Quelle conclusion va-t-il en tirer? Réponse probablement après le cabinet de conseil que la SEPTS s’apprête à recruter aura rendu ses conclusions et recommandations.
Entré pendant plus de quatre ans dans une phase de latence, le projet de Sama Dubaï est aujourd’hui de nouveau sur le devant de la scène. Et le mérite en revient à Moncef Sliti, président-directeur général de la Société d’études et de promotion de Tunis Sud (SEPTS) et Anis Ghedira, secrétaire d’Etat auprès du ministre de l’Equipement et de l’Habitat, chargé de l’Habitat, qui, fin avril 2015, sont montés au créneau pour faire bouger les choses dans ce dossier qui traîne et est dans un flou total depuis trop longtemps.
Sans prendre de gants, le secrétaire d’Etat annonce, le 28 avril dernier, que «le gouvernement va demander à Sama Dubaï de respecter ses engagements relatifs au projet “Porte de la Méditerranée” et qu’il va avec la partie émiratie «pour qu’elle respecte ses engagements et poursuive les travaux d’aménagement et de construction. Sinon, nous allons explorer d’autres pistes, dont la cession du projet au profit de l’Etat tunisien». Â
Dans la même journée, M. Sliti prend le relais et enfonce le clou en déclarant qu’«il est nécessaire d’élaborer une étude juridique portant sur le mégaprojet Sama Dubaï» pour fournir au gouvernement les données nécessaires à la prise d’une décision sur ce dossier. C’est aujourd’hui chose faite.
Deux mois après ces prises de position, la Société d’études et de promotion de Tunis Sud (SEPTS) -dont relève le terrain sur lequel le mégaprojet Porte de la Méditerranée va être bâti par Sama Dubaï- a lancé une consultation afin de recruter un cabinet de conseil juridique qui sera appelé à lui proposer une solution pour le cas échéant dénoncer la convention le liant au promoteur émirati au moindre coût.
Cependant, le bureau de conseil juridique qui sera recruté par la SEPTS devra répondre à trois questions essentielles:Â
1) Quelles failles dans la convention avec Sama Dubaï, en tenant compte des changements intervenus en Tunisie depuis le 14 janvier 2011 et notamment la nouvelle Constitution?

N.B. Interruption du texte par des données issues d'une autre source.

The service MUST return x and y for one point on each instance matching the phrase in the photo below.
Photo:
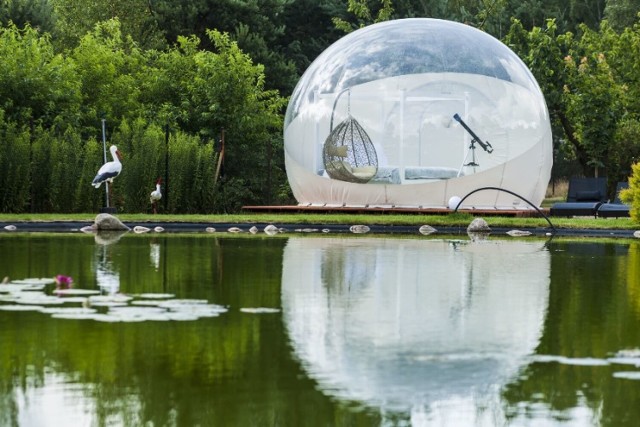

2) Si la Tunisie décide de dénoncer la convention, quelles chances aurait-elle de gagner en portant l’affaire devant une instance d’arbitrage international? Le cas échéant, une solution amiable avec l’investisseur émirati est-elle préférable?
3) En exploitant une parcelle de terrain contigu à celui sur lequel Sama Dubaï devait ériger son projet, la SEPTS court-elle un risque en sachant que la convention conclue à l’Etat tunisien accorde à l’investisseur le droit de disposer d’une des parcelles voisines s’il le juge nécessaire au développement de son projet?
Pour la première fois depuis cinq, les choses bougent enfin dans ce dossier ô combien complexe. Et le gouvernement actuel a tout intérêt à trancher rapidement.